It’s finally over.
After weeks of intense glares, random crying, and glittery cocktail dresses, the 23rd season of The Bachelor has come to a close!
This was my first experience with the infamous reality series. I started watching it for the same two reasons that anyone starts watching a show: 1) you just finished another show or 2) the continuous onslaught of ads and commercials eventually gets the better of your curiosity.
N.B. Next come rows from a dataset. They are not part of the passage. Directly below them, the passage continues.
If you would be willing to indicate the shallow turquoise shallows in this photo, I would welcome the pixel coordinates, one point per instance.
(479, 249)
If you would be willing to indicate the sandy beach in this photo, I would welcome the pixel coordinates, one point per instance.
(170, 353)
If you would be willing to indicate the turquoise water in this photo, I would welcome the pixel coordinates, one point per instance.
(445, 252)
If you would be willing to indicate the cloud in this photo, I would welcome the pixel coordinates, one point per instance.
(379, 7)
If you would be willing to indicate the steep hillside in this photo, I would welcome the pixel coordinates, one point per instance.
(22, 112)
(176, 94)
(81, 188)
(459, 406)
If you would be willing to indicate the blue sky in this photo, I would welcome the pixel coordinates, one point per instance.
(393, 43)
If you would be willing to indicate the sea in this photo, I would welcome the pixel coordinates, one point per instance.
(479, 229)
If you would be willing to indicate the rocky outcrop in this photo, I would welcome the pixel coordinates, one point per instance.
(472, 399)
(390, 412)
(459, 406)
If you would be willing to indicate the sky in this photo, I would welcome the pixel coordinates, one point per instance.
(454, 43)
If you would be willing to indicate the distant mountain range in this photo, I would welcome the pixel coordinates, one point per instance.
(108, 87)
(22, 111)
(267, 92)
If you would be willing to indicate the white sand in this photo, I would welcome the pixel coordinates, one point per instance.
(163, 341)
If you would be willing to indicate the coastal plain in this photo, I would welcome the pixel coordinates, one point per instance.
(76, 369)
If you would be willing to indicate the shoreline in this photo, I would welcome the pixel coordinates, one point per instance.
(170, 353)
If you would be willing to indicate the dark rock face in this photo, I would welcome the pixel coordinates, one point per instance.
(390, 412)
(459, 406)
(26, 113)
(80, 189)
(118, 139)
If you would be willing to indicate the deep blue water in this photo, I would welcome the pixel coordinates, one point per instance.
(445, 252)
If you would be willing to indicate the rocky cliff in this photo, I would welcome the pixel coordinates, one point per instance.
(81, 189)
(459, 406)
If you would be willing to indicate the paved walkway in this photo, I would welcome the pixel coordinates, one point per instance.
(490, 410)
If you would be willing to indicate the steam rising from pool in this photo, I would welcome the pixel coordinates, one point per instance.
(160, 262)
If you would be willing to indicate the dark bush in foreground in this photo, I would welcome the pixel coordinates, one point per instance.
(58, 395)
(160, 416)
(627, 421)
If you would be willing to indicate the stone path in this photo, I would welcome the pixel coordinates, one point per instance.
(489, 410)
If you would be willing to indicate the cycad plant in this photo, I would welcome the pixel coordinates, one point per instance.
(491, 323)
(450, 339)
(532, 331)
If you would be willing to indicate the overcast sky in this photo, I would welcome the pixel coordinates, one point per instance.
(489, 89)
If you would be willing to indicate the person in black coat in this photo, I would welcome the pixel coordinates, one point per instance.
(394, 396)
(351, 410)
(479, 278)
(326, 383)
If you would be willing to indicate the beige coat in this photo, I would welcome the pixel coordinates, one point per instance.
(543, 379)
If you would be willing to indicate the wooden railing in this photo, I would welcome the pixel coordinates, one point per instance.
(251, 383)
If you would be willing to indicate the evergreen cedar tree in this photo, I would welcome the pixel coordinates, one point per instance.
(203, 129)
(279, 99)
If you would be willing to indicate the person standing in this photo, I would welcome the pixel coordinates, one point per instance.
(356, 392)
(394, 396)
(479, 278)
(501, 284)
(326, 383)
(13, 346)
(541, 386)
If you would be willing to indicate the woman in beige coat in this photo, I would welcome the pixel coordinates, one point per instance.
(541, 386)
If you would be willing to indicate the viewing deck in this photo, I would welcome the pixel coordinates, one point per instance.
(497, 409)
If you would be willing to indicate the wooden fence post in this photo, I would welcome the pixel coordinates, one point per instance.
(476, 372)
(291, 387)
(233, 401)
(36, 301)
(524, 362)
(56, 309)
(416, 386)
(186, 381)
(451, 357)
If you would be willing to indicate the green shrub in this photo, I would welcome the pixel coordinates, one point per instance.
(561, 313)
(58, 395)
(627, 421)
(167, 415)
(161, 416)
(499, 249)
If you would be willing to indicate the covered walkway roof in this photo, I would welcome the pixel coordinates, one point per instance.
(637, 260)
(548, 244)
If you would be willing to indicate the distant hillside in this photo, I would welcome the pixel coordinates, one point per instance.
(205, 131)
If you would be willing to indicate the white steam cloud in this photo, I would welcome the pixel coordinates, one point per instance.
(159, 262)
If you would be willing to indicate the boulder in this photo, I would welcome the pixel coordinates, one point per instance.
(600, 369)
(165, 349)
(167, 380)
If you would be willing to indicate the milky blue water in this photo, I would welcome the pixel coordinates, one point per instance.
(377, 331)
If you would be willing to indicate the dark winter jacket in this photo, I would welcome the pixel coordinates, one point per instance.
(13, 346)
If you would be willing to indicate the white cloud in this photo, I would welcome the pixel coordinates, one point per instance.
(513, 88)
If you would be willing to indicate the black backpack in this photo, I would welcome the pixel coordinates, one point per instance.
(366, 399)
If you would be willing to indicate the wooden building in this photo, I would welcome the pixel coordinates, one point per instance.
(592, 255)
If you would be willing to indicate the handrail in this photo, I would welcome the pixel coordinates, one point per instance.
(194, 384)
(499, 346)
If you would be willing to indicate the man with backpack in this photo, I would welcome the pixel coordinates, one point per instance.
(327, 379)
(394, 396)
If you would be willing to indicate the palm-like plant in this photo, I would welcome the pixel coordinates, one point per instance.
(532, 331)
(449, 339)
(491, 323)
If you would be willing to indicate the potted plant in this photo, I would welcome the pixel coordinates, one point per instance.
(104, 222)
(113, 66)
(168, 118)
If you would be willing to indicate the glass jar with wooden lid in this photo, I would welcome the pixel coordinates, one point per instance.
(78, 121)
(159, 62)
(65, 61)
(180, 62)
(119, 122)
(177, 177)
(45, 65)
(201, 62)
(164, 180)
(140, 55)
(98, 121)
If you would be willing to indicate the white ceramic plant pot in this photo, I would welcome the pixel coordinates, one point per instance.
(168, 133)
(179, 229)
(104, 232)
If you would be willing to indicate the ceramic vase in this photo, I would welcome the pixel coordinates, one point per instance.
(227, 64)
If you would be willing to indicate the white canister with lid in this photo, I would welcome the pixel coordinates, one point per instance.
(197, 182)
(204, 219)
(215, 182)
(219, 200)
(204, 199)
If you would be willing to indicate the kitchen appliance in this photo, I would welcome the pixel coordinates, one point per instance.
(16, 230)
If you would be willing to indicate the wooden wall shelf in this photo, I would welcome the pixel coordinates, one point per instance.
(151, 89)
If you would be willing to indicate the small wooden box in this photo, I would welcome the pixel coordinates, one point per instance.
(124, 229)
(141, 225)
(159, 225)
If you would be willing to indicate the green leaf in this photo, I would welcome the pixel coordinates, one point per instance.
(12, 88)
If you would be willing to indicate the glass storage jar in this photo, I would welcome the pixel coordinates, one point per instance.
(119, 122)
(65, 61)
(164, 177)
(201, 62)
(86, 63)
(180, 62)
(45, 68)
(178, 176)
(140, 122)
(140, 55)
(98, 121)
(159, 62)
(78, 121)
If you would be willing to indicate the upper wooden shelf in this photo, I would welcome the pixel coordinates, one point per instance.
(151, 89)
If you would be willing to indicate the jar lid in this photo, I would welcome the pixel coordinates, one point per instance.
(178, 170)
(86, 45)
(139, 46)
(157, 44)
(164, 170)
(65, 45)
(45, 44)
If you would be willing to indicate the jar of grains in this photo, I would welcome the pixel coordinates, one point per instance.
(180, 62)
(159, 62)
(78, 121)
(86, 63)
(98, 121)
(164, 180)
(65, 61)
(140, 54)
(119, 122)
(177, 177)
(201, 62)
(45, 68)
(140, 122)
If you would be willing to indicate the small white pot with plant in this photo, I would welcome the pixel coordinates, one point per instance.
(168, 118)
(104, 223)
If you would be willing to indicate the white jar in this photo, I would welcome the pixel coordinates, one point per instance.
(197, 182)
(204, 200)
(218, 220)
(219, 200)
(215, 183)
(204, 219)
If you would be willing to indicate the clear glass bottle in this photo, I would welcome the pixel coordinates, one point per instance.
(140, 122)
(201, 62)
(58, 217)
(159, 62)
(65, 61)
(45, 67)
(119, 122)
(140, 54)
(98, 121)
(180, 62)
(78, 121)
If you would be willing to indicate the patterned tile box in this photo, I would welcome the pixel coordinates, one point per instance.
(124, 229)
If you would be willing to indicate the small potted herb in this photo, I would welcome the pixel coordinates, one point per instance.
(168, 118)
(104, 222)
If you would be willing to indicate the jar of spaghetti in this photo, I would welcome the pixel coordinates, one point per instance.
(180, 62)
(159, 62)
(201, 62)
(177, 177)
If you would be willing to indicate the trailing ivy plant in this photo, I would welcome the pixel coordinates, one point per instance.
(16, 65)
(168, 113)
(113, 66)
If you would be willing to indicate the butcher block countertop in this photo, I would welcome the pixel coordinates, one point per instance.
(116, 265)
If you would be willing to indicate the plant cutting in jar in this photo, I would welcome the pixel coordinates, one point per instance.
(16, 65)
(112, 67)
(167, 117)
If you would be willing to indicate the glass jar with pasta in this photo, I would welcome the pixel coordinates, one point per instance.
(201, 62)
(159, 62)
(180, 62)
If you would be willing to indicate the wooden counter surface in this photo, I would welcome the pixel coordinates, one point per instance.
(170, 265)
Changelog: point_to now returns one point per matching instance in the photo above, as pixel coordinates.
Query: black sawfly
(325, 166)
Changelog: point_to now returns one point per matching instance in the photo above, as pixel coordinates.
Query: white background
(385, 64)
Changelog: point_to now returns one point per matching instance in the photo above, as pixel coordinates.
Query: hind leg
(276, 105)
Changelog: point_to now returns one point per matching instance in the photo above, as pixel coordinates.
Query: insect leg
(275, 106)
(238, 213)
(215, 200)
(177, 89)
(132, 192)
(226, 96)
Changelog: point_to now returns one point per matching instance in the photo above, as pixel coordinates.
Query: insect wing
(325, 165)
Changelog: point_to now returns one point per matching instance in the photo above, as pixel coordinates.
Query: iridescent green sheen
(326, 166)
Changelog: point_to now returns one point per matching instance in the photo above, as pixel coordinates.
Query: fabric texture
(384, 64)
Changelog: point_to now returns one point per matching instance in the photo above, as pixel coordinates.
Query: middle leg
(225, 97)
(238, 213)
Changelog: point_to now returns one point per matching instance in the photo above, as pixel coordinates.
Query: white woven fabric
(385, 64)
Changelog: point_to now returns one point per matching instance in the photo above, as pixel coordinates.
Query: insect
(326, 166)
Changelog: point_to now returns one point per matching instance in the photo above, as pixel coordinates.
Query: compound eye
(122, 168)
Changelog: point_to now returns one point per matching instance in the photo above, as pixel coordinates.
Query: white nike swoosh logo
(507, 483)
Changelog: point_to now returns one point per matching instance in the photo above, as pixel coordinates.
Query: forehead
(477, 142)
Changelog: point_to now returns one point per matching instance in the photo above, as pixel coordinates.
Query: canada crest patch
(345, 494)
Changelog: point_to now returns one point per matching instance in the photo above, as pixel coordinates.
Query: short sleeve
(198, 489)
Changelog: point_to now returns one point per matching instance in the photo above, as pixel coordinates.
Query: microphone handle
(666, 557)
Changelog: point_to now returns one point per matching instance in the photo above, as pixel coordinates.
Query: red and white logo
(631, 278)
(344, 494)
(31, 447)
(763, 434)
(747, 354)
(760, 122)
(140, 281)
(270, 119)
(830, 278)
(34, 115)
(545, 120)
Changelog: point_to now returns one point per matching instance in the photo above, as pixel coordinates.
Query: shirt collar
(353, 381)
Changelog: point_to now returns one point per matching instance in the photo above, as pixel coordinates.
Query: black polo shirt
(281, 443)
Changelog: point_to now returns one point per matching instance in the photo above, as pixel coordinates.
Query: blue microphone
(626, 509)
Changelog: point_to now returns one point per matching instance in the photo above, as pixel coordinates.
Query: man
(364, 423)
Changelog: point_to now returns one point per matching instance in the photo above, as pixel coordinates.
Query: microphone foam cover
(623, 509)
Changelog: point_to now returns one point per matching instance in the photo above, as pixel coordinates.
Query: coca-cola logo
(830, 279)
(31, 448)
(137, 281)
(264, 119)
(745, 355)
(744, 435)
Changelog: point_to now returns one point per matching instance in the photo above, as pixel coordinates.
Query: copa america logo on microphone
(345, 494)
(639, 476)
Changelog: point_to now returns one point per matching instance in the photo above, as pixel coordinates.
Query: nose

Here’s the story of my experience.
The first episode was….strange. I mean, how couldn’t it be? You get introduced to 30 women, or at least half of them, as they desperately attempt to make a good impression on Colton, some random man they’ve never met. Then they run around like headless, blond chickens, and make awful jokes – my favorite of which was when Onyeka appeared while Colton was talking to another woman and yelled, while wearing a snorkel, “I heard you were drowning in some b*tches!” Not to mention the sacred roses that, according to Tracy, can’t be touched by anyone other than Colton, and the dramatic testimonials every 5 seconds.
My first reaction was, “Why am I watching this? This is so archaic and strange. It’s like some middle-aged heterosexual man’s fantasy. And I’m pretty sure I’m not middle-aged nor a man.”
But then my second reaction was, “It’s genius.”
Like young adult novels flying off the shelves, reality TV shows like The Bachelor are repetitive but effective. They use the same tropes of romance and drama with the same plots and the same characters – they just switch around the actors and their backstories. For drama to keep you on your toes, you have matchups every week. First it was Caelynn versus Hannah B., two pageant queens who were once close friends but their rivalry turned bitter in the heat of competition. Then it was Demi and Tracy, the young against the old, calling each other “immature” or “bitter hag” you know, because if you’re 23 you’re practically a baby and over 30 qualifies you to be a grandma? But Demi kept getting into conflicts left and right and next she was up against Courtney! Their fight was more boring with just a lot of crying and catty comments but it was enough to make Colton cry too so the producers kept it.
And then for romance, well it’s the basis of the entire show. Colton leaves every girl with an intense makeout session, and by the hometown episode, you’ve heard “I’m falling in love with you” four hundred times. You root for the quiet, down-to-earth girl and he continues to choose one of the twenty blonde barbies, simply because they can cry on cue.
The list goes on and on and as you watch the show you can spot each and every manipulative moment. You know how it’s going to end but you watch anyway – why?
Because you want to know how it ends. Or, you want to know why you keep watching it in the first place.
You know that Chris Harrison and those faceless producers are pulling the strings, coaxing women to share extremely sensitive stories of sexual assault and divorce, advertising Colton’s virginity as a thing to be won, and calling the season “the most dramatic season of The Bachelor yet!”.
Like the rest of America, you wonder who’s going to be sent off next, who’s going to fight over a rose, and how many more shots they can show of Colton showering before he buys a curtain.
And that’s the key – you wonder. You keep thinking about what could happen and end up becoming so engulfed that, before you know it, you’re watching the next episode.
It doesn’t matter if all that happens in that episode is a few catty remarks about a woman’s age and a one-on-one that’s hilariously awkward – as long as they can make you question the ending, you’ll keep watching.
Either ironically or wholeheartedly, you’ll watch out of pure curiosity.